Amelia is my first dog. I'd never had a dog growing up because of my dad's allergies, so I didn't really know much about them.
I was so excited about Amelia. I'd noticed little bugs on her during the car ride home, but there are bugs on everything here, so I didn't think much of it. Her little belly was unusually large for her body, but I just figured that was her baby shape.
As soon as we got back to the office, I took her directly to Roberto and proclaimed "Isn't she beautiful?!". He agreed that she absolutely was beautiful, but that given her fleas and with so many worms in her tummy maybe we should call the vet sooner rather than later.
That is how, later that afternoon, I met Milton.
Milton was on the track team with Roberto in high school. After they graduated he received a scholarship from an American woman who lives part time in San Jorge. And so, although he came from a poor family, he began working his way up to a financially secure and rewarding life.
Every time I saw him, whether running into him outside his wife's store, or an appointment for Amelia, he was always so wonderfully even keel. He never looked for attention, but was always so helpful and kind with a smile and a chuckle as he would joke with me while giving Amelia a shot.
Last week I met with him and his wife, Dania after work to present a couple of options for their house addition which they had requested from me. We talked about where the bathroom should go, the room for their son, the room for their future child already planned for, their room and a study room (very unusual for a Nicaraguan house, but Milton had one year of study left to receive his Masters in Veterinary Science).
So given all this, you can understand why it didn't seem real when Roberto received a call Sunday night from his grandmother (his grandfather was the track coach) saying that Milton had been killed.
It took us five minutes to gather everything and leave on his motorcycle and another 10 minutes to get to his house. It was 15 minutes of refusing to cry, 15 minutes I was sure that it was a different Milton, that someone had gotten confused, that the rumor had simply gotten out of hand.
And then we turned onto his street and saw the people outside, the beginning of mourning.
When we got there, the police were guarding the door, finishing their investigation. Less than two hours before, Milton had still been alive. Less than two hours before, for reasons still not fully understood, Milton had chosen this day to come home from hanging out with a couple friends, enter the bedroom, lock the door and shoot himself.
Afterwards, however, is terribly clear in my memory. Roberto, his grandfather, grandmother and I stood outside the house with a hundred other people as the preparations began.
Dania, Milton's wife, called my cell to let me know what had happened. She was inside the bedroom with the curtains drawn, so I let her know I was already outside. I was sure she had many more calls to make.
The police left and three chairs were arranged to hold the casket in the living room while the body was being prepared in the bedroom.

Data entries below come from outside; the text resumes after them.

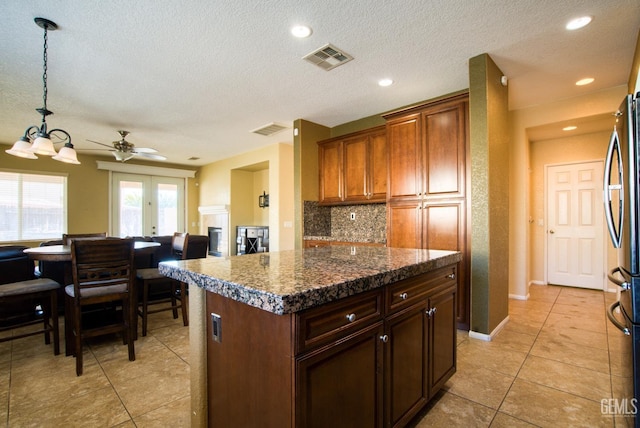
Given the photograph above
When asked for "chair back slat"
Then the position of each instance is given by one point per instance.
(67, 238)
(179, 245)
(102, 263)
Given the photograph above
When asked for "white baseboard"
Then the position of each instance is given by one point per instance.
(489, 337)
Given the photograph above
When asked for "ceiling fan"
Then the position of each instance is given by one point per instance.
(123, 150)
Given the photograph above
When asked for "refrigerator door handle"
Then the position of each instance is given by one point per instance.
(623, 328)
(614, 148)
(622, 284)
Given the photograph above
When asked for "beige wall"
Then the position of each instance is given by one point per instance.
(88, 190)
(239, 180)
(602, 102)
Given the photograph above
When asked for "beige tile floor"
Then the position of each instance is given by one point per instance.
(549, 367)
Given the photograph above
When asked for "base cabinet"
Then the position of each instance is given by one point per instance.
(369, 360)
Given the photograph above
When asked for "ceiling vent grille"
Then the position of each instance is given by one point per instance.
(328, 57)
(269, 129)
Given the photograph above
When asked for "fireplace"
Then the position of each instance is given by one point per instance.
(215, 241)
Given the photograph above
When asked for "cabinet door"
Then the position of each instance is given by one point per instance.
(377, 188)
(405, 157)
(442, 343)
(444, 225)
(355, 169)
(406, 382)
(445, 147)
(330, 168)
(341, 385)
(404, 224)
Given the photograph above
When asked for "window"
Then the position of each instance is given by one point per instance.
(33, 207)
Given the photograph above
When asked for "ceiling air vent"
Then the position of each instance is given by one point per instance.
(328, 57)
(269, 129)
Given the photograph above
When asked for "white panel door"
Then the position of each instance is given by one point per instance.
(145, 205)
(575, 233)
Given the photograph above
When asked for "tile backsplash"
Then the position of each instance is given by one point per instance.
(369, 225)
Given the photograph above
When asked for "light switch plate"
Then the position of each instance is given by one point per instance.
(216, 327)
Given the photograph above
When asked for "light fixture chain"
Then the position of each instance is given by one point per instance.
(44, 72)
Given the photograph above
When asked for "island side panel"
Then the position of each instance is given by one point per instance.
(250, 371)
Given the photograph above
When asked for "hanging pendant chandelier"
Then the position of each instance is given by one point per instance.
(37, 140)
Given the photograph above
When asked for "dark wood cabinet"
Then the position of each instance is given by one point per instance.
(341, 385)
(369, 360)
(353, 168)
(427, 194)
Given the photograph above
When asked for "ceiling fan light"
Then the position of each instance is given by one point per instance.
(22, 149)
(122, 156)
(43, 146)
(67, 155)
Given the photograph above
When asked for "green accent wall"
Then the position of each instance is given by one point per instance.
(488, 122)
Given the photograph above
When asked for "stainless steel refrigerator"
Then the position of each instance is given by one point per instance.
(622, 211)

Plastic chairs were rented for all those waiting outside. Teenage cousins were charged with handing out plastic cups of soda and refreshments. The mood was hushed, but people chatted in their groups.
We stayed until almost midnight, sitting and talking. I stopped inside to give Dania a hug before we left. She was putting pajamas on her little boy who was blissfully oblivious.

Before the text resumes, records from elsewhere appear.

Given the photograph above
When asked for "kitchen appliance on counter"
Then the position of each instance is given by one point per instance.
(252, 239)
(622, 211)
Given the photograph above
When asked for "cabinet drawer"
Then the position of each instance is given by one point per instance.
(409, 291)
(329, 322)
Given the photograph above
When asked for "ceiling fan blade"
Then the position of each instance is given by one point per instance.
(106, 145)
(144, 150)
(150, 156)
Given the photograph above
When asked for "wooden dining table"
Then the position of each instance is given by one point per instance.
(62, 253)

Before we left a hired car with loud speakers began its crawl through the neighborhoods announcing the death and time of service for 4 PM the next day. Funerals are held quickly because bodies are not preserved with chemicals.
The following afternoon arrived with haze and a warm sun as people gathered at Milton's house. The casket was loaded into Milton's truck which he used to visit farms for his work. From there we walked behind the slow moving truck to the church Las Mercedes.
Procession to the church.
Milton's casket being carried into the church.
After the service, the crowd then walked to the cemetery where Milton was placed in a brick and concrete tomb, the most common form of burial in this area.
Life is not easy here. Milton achieved more than most, but possibly because he took the pressure to heart more than most. He was 27 years old and leaves behind his parents, four sisters, a wife and a four year old son.